Un fin de la confrontación con Rusia, profundizada en 2008 con la presidencia de Obama y Hillary Clinton, y que hoy vemos en Siria y Ucrania, cambiaría el sistema de 1945 y volvería obsoletas a buena parte de sus instituciones. Algunos creen que esa alianza no funcionará, que es incompatible. Pero si funciona, todo el mundo que hemos conocido se verá transformado.

  1. ¿Mala noticia para el gobierno de Mauricio Macri?

Si.

El Brexit y Trump suceden justo cuando los países del sur de América buscan acercarse a Estados Unidos y a Europa. Pero no a este Estados Unidos, ni a esta Europa. América del Sur buscó la imagen de un mundo que ya no está.

Todo indica que la agenda de libre comercio con Europa y Estados Unidos que nuestros líderes avizoraban ya no estará disponible. No, al menos, en esa forma. Macri encomendó a sus funcionarios gestores de la política exterior que inserten  a la Argentina en todos los esquemas que institucionalicen una alianza política con los Estados Unidos y la Unión Europea. Una de las primeras medidas de Malcorra fue relanzar las ruedas de negociación el acuerdo MERCOSUR – UE. También pusimos en marcha el mecanismo de diálogo de alto nivel con Washington, -firmado con Obama en marzo y activado por John Kerry en Buenos Aires meses más tarde. Nos sumamos como miembros observadores de la Alianza del Pacífico, algo entendido como el paso previo de nuestra incorporación al Transpacífico. Y también, iniciamos el proceso de aplicación a la OCDE (Organización para la Cooperación y Desarrollo Económicos), el club de los países desarrollados con sede en Paris.

Todas estas membresías que el gobierno argentino estuvo gestionando en su primer año eran importantes para nuestro retorno al mercado internacional de capitales. Todas ellas reducen el riesgo soberano. El Transpacífico incluye un mecanismo de arreglo de diferencias de inversión, y la OCDE es un organismo que califica deuda.  ¿Y ahora? Trump anunció el fin del Transpacífico, el Brexit clavó un puñal al bloque europeo, y no está tan claro como puede afectar esta nueva oleada de proteccionismo a la incorporación de más países a la OCDE.

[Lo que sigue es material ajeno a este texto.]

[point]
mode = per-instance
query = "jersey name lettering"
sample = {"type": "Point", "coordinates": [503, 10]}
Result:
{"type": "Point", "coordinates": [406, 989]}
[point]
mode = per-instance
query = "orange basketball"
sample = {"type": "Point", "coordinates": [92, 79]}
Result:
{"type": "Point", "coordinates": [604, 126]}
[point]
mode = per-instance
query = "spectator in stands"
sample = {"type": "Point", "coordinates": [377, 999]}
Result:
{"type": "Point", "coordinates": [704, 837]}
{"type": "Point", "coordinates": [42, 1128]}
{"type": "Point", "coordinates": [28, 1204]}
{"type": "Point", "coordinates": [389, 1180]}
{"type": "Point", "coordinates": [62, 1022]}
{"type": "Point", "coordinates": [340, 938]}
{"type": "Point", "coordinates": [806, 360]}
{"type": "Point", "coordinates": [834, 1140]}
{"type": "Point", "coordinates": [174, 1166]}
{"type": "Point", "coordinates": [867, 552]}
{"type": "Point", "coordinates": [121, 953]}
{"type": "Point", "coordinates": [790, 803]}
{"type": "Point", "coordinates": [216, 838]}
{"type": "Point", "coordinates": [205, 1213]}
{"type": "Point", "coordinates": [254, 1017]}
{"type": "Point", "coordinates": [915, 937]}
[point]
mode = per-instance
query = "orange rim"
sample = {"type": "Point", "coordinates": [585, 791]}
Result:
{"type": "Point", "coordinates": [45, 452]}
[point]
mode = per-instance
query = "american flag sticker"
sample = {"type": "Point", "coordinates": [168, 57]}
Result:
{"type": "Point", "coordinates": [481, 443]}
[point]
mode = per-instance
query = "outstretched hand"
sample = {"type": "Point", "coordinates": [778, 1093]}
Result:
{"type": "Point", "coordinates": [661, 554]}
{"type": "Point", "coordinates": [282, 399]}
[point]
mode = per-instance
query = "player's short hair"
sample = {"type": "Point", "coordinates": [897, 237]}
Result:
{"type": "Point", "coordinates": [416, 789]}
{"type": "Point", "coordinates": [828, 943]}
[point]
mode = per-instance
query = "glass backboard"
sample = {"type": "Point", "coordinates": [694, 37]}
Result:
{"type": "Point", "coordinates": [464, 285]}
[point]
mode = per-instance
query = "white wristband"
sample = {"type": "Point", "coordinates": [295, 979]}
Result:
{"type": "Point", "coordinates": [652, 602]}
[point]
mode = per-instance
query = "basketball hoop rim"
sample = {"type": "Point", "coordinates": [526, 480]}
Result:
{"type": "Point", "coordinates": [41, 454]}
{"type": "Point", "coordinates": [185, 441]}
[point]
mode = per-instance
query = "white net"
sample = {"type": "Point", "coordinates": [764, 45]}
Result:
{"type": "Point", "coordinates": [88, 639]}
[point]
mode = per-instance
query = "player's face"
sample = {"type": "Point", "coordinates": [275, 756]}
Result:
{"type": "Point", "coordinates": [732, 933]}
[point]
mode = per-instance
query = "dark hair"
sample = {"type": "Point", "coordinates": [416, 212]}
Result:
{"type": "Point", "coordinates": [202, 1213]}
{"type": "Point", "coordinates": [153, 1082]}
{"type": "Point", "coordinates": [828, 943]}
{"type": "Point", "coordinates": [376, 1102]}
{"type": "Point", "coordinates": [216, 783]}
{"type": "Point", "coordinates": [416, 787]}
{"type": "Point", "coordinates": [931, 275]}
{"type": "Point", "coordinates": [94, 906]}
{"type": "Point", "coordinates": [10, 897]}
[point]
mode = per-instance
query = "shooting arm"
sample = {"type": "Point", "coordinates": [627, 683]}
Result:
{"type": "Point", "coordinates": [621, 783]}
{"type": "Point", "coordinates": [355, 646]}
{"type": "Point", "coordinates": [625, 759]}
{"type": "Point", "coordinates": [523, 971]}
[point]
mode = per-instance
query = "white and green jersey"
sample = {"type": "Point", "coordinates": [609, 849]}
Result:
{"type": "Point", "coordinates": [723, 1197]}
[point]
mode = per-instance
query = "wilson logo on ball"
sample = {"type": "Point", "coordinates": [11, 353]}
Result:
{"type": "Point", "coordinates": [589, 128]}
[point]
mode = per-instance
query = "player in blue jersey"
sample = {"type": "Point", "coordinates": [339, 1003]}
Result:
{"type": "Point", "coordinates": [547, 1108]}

La globalización económica es un proceso irreversible, y la elección de un presidente estadounidense no puede ponerle fin. Pero la globalización política si puede reestructurarse, y los próximos años podrían estar dominados por las turbulencias de esa reestructuración. Desembarcarán en Washington y en los organismos internacionales nuevos funcionarios interlocutores, más influidos por la visión neoconservadora de Newt Gingrich que por el consenso liberal hasta hoy predominante. Para el gobierno argentino hay un elemento adicional, que fue su apuesta expresa y manifiesta por Hillary Clinton. Eso puede costarnos alguna frialdad inicial, o el surgimiento tardío de imitadores de Trump entre nosotros. Tiene solución, a la larga. El problema principal de Mauricio Macri es que apostó mucho a la relación con «el mundo», pero no cuenta ahora con un manual para llevar adelante esa relación. Tanto Menem como Kirchner tuvieron un manual. Macri no lo tiene. Y no por falta de vocación. Macri deberá recalcular, y relanzar su estrategia exterior.